'I Believe in Justice And in The Law'

A taxi driver in Jilin describes how she successfully petitioned authorities over her impounded cab.

Gao Liping in a photo from 2013.

Gao Liping is a petitioner from the northeastern city of Baicheng, Jilin province, who had pursued a complaint against the authorities for impounding her taxi cab for the past 22 years, eventually winning one back after two decades of poverty. Shortly after being detained in Beijing and taken back to her hometown by officials, she spoke to RFA's Cantonese Service reporter Wen Yuqing about what made her keep trying:

I believe in justice and in the law. That's what I believe; that eventually I will get justice.

[My cab being impounded] brought huge changes to my life. It was the biggest blow I have ever suffered. Back then, we were sharing a taxi cab as a couple, and our income was good. We could make 300-400 yuan (U.S. $50-65) a day ... Now, we are unemployed. My daughter is 24 now, while my son is four years old. Who wouldn't complain? My child got 480 points on her university entrance exam, which is just a few marks short of getting into an academic degree program, but we couldn't afford for her to repeat a year, so she had to go to a vocational college instead.

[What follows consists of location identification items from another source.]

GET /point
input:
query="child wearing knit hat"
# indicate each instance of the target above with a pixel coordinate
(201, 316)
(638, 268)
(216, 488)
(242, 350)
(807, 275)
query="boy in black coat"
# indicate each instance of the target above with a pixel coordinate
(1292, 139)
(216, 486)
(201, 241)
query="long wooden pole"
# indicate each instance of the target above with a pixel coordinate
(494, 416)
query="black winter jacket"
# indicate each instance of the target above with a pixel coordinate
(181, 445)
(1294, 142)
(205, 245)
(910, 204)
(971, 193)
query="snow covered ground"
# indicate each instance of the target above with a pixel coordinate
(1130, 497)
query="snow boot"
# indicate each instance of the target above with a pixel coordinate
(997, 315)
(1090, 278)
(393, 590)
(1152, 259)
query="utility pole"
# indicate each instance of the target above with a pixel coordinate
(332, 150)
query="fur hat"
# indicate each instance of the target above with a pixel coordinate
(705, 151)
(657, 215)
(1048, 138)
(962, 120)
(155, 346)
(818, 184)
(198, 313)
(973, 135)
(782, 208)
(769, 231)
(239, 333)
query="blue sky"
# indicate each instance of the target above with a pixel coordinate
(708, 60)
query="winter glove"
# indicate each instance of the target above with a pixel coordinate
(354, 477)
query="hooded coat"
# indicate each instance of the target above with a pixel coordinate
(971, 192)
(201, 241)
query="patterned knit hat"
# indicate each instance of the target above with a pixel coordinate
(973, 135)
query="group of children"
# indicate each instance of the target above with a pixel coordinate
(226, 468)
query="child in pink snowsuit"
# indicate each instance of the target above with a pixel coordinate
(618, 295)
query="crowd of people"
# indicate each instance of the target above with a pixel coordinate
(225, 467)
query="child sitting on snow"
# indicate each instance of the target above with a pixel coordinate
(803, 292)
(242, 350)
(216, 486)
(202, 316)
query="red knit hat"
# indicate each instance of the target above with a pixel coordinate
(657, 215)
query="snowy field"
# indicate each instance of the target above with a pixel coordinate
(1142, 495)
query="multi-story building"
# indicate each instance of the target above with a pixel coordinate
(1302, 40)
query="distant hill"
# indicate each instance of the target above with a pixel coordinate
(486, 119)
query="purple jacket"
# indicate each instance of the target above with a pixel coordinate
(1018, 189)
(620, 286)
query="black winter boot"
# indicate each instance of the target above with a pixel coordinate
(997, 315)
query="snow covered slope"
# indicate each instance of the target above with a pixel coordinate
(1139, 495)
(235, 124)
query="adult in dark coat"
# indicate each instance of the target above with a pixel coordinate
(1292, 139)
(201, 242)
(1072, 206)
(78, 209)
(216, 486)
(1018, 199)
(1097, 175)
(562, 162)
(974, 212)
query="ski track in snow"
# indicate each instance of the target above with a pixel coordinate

After [my cab was impounded] in 1992, I spent eight years trying to file a lawsuit until 2000, when they finally agreed to take my case. But there were mistakes in the legal process, and there was a retrial in 2005 [which was decided against me], so I appealed it all the way to the Supreme People's Court. They pushed it back for another hearing in Jilin, and the Jilin court ordered me into mediation. But I tried to appeal back at the Supreme People's Court again, because no agreement was reached. I pursued that for two years, and in 2009 I received notification that they wouldn't accept the case, and ordering me not to pursue it further.

In 2009, I came to Beijing, but no one would pay any attention to me and I was escorted back home. When I got back to Jilin, they wouldn't accept my case there either. So I started writing articles on the Internet and they detained me in Beijing again, and threw me in a labor camp.

While I was in there, I was pregnant, and they didn't let me out until I was four months along.

In 2011, I came back to Beijing for three reasons. One was a taxi cab auction; the second was [my appeal] against my illegal labor camp sentence, and the third was my appeal against illegal court processes. That ended up with me getting very agitated, and getting beaten up and a bone broken, and eventually the issues of my taxi cab license and the re-education through labor were resolved. They gave me a taxi cab, but the issue of the illegal court processes hasn't been resolved yet.

Reported by Wen Yuqing for RFA's Cantonese Service. Translated by Luisetta Mudie.